US 12,380,332 B2
Forcing weights of transformer model layers
Andy Wagner, Cupertino, CA (US); Tiyasa Mitra, San Jose, CA (US); and Marc Tremblay, Bellevue, WA (US)
Assigned to Microsoft Technology Licensing, LLC, Redmond, WA (US)
Filed by Microsoft Technology Licensing, LLC, Redmond, WA (US)
Filed on Sep. 9, 2020, as Appl. No. 17/016,184.
Prior Publication US 2022/0076127 A1, Mar. 10, 2022
Int. Cl. G06N 3/084 (2023.01); G06N 3/063 (2023.01)

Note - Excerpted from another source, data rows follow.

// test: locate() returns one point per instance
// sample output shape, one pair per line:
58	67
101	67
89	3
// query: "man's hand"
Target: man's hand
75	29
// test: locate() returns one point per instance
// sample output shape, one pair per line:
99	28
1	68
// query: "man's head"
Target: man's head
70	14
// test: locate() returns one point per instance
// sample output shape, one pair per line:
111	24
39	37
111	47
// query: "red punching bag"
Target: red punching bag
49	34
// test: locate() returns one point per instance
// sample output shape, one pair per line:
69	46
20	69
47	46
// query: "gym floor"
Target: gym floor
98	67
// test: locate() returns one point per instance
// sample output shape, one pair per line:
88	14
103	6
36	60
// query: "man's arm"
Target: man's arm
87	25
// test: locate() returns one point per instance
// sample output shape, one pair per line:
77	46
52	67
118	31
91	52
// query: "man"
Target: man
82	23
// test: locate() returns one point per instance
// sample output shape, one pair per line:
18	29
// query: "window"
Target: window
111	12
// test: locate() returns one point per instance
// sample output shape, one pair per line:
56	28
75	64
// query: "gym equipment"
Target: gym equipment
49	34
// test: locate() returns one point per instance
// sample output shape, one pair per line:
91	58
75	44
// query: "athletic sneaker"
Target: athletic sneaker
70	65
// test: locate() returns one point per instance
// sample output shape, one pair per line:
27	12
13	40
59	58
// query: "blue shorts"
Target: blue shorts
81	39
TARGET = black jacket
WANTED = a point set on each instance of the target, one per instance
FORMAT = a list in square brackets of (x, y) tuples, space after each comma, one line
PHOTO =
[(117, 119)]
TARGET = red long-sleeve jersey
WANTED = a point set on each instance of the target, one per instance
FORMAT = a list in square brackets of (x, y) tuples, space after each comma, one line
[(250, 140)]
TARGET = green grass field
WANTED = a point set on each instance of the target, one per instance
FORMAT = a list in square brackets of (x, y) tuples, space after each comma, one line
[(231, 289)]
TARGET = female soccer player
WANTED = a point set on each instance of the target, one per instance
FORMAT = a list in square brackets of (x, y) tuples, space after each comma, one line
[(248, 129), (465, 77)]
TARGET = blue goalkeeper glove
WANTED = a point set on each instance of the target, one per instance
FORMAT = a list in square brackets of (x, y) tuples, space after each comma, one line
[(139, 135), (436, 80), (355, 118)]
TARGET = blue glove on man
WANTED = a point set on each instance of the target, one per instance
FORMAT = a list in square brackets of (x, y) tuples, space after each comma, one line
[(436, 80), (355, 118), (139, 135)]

CPC G06N 3/084 (2013.01) [G06N 3/063 (2013.01)] 17 Claims
OG exemplary drawing
 
1. A system comprising:
a set of processing units; and
a non-transitory machine-readable medium storing instructions that when executed by at least one processing unit in the set of processing units cause the at least one processing unit to:
train a transformer model over repeated iterations of training operations, the training operations facilitating a gradual convergence of weights in adjacent layers of a transformer model such that the weights in a pair of the adjacent layers approach identical values without transmitting weights between the adjacent layers, the training operations including:
receive, at a first layer included in the transformer model, input data;
process the input data through the first layer of the transformer model so that the first layer of the transformer model outputs a first output data;
process the first output data through the first layer of the transformer model so that the first layer of the transformer model outputs a second output data;
process the first output data through a second layer included in the transformer model so that the second layer of the transformer model outputs a third output data;
calculate a difference between the second output data of the first layer and the third output data of the second layer; and
adjust first weights included in the first layer of the transformer model based on a summation between gradient data and a difference term, the gradient data being received at the first layer during a backpropagation training step and the difference term quantifying a difference between the second output data generated by the first layer and the third output data generated by the second layer.